Empowerment – Gegen.Kult

von doktordoof

empowerment-gegenkult-artworkMusik wie die von Empowerment aus Stuttgart gibt mir einige Rätsel auf. Vielleicht bin ich einfach zu alt dafür. Vielleicht liegts auch daran, das ich Jean Claude Van Damme Filme eigentlich stets nur belächeln konnte.

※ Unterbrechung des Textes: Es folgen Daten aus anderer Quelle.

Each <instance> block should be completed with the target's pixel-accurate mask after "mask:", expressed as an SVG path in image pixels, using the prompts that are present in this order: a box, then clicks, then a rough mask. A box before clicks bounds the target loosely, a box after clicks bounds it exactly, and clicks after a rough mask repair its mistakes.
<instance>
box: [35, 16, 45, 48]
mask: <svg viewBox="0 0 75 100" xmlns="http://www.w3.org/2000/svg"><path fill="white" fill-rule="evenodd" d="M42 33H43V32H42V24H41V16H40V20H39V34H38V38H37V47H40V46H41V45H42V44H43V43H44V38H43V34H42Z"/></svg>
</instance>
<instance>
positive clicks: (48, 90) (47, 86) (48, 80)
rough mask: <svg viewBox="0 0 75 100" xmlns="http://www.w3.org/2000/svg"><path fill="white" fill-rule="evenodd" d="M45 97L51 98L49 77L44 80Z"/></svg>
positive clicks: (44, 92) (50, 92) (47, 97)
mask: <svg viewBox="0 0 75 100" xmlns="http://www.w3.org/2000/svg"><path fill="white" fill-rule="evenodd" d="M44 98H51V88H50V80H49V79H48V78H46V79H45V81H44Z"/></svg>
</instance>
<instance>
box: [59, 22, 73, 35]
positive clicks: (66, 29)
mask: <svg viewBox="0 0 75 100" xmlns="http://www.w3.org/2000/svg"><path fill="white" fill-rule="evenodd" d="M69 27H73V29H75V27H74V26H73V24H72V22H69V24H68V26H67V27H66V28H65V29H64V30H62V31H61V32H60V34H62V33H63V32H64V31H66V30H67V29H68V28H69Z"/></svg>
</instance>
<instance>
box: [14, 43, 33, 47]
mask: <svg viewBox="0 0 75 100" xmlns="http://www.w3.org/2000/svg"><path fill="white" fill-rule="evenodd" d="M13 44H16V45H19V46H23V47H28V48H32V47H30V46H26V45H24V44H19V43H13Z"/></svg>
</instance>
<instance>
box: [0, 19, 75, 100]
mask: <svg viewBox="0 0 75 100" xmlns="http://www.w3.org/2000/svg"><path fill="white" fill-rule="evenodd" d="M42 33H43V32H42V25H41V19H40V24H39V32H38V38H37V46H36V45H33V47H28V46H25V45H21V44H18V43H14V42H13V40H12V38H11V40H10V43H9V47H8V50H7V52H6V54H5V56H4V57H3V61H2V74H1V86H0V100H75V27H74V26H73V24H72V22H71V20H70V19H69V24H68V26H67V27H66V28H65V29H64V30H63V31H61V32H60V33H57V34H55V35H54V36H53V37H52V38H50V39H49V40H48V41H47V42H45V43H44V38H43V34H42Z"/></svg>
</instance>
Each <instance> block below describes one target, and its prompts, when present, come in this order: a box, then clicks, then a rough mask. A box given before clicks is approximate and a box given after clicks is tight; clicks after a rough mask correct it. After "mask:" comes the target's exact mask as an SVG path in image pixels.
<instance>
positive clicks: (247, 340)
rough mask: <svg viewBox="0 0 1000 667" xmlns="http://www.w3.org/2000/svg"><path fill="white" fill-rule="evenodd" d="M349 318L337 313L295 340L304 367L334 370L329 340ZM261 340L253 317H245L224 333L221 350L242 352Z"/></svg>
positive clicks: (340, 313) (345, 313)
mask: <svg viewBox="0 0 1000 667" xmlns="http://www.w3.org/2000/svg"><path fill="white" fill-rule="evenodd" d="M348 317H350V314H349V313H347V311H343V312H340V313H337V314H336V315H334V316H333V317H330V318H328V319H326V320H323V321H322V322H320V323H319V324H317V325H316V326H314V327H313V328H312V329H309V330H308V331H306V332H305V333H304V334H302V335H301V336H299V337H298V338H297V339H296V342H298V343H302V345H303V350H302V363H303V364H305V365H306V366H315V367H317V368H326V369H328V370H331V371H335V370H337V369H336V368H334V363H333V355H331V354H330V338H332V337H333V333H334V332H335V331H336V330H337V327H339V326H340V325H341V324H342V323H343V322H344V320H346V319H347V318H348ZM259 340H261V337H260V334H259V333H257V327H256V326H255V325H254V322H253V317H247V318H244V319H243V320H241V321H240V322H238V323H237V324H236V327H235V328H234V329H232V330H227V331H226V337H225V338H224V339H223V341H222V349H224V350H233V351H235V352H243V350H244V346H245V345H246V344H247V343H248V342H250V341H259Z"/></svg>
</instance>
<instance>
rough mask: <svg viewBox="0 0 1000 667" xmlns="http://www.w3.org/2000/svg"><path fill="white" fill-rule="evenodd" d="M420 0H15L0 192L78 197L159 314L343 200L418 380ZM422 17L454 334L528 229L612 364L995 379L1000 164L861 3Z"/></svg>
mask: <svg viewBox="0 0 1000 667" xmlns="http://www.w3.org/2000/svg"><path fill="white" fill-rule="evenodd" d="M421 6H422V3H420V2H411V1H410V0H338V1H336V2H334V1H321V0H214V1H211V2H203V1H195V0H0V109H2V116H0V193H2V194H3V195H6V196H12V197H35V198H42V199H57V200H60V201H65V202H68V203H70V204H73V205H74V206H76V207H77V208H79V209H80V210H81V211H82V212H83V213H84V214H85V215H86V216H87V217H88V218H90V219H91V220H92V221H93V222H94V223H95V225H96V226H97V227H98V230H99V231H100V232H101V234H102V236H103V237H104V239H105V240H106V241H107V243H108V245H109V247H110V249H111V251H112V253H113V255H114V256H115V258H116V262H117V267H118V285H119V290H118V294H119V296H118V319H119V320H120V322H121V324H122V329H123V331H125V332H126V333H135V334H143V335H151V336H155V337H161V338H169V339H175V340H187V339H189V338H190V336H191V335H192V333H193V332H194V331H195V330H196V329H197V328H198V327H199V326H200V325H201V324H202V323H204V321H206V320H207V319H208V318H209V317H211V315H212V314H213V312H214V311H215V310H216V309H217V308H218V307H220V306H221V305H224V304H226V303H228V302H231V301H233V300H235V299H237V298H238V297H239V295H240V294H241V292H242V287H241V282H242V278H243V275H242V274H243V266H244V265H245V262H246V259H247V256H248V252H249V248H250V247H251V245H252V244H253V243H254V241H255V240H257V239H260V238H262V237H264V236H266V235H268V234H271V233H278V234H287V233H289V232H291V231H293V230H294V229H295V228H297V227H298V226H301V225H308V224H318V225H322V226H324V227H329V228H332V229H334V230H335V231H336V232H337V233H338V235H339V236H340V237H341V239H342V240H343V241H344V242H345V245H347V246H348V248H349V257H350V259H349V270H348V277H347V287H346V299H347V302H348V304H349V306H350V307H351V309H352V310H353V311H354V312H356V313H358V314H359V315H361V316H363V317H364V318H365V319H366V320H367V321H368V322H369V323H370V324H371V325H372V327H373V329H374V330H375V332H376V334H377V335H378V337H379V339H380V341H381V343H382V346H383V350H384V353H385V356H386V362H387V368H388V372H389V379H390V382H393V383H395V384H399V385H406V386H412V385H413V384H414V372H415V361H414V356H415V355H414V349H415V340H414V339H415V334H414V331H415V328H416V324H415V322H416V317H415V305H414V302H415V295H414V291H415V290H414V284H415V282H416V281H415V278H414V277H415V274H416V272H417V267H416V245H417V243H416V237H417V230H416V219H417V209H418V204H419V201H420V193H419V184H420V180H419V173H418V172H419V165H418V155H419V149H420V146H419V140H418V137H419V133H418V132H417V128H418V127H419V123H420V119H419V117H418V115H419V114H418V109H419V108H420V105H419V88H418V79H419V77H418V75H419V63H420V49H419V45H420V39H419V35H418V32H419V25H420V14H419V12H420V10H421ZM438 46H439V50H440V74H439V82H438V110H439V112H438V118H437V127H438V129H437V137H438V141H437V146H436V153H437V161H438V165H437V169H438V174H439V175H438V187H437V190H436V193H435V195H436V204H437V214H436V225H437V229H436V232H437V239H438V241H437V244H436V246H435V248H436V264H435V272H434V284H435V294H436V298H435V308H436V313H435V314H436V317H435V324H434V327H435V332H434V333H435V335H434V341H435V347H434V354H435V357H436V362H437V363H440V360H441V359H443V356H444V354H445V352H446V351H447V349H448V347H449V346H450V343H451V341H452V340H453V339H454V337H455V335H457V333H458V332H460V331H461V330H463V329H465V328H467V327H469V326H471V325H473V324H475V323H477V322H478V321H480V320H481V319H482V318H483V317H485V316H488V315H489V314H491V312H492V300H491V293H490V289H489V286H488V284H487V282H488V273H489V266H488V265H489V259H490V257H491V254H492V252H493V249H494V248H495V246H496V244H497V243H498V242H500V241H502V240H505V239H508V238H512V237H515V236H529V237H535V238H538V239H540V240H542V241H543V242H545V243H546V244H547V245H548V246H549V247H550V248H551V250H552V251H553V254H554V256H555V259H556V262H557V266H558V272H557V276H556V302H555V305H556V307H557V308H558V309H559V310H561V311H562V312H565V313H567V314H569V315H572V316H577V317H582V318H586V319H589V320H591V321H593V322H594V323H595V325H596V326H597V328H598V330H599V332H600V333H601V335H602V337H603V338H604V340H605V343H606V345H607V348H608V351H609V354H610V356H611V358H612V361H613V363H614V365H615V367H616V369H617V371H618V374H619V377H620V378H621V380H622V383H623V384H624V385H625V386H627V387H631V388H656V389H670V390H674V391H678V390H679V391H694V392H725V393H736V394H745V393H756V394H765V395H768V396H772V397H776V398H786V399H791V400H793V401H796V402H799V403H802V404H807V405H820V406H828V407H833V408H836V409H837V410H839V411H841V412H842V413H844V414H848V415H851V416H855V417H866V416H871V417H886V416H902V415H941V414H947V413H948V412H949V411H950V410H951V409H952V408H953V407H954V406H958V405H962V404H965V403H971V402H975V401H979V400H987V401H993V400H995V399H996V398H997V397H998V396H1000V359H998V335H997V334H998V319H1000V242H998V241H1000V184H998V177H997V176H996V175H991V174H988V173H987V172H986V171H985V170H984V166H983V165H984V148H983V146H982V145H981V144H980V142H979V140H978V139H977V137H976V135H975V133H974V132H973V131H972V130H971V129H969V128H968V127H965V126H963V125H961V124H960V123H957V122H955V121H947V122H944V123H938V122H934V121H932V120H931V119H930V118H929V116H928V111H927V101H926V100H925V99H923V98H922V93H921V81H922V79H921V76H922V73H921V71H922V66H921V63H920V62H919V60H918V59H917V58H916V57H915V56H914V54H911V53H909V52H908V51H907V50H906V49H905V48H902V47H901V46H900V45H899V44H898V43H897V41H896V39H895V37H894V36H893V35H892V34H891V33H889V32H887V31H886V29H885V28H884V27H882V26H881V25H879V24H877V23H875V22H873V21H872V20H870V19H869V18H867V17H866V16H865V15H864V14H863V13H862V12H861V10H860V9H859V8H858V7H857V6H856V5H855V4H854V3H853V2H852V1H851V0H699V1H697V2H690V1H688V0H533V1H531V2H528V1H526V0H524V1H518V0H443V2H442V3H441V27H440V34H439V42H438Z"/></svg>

Obwohl… ich würde Empowerment lieber mit einem weiteren gescheiterten 90er Vollhonk vergleichen, nämlich Steven Segall. Empowerment ist die musikgewordene Steven Segall Filmografie. Jeder Ton erklingt im inneren Ohr schon Minuten vor dem eigentlichen Erklingen. Wieso sollte man auch innovative Punklieder schreiben wenn man stattdessen eine Runde Kurzhanteln stemmen kann. Oder nachschauen gehen könnte, was so neues auf diversen Internetpornoportalen hochgeladen wurde. Anstatt irgendwas eigenständiges zu machen, öffnen Empowerment lieber kollektiv 23 Tabs zum gepflegten Abkeulen, lassen sichs gut gehen. In jedem zweiten Tab spielen sie selbst die Hauptrolle. Hardcorepunk, mehr Hardcore als Punk. Diese gesichtslosen Bizepse klingen genau wie wir das alle schon tausend mal gehört haben. Stell dir einfach einen gutfrisierten eingeölten Brüllaffen vor, der auf seinen medizinballdicken Eiern umherschreiten muss, da seine Beine beim 24/7 Bizepstraining so dermaßen benachteiligt worden sind, das er sie nur noch benutzt um sich ab und zu  ein paar Proteine unter den Zehnägeln herzuknabbern. Dazu natürlich böse laute Gitarren und so ein typisches NY Hardcore Schlagzeug wie aus dem Malbuch. Nur weil Empowerment sich jeden Morgen vor dem Spiegel ein heiseres „oh yeah…“ zu raunzen, wirken sie noch lange nicht bedrohlich, sondern eher wie bemitleidenswerte Kindergärtner, die gerne bei der Hundertschaft gelandet wären, aber sich nicht trauten, da alle ihre Freunde Bullen scheisze fanden. Danke das es euch gibt Empowerment, ihr seid kacke.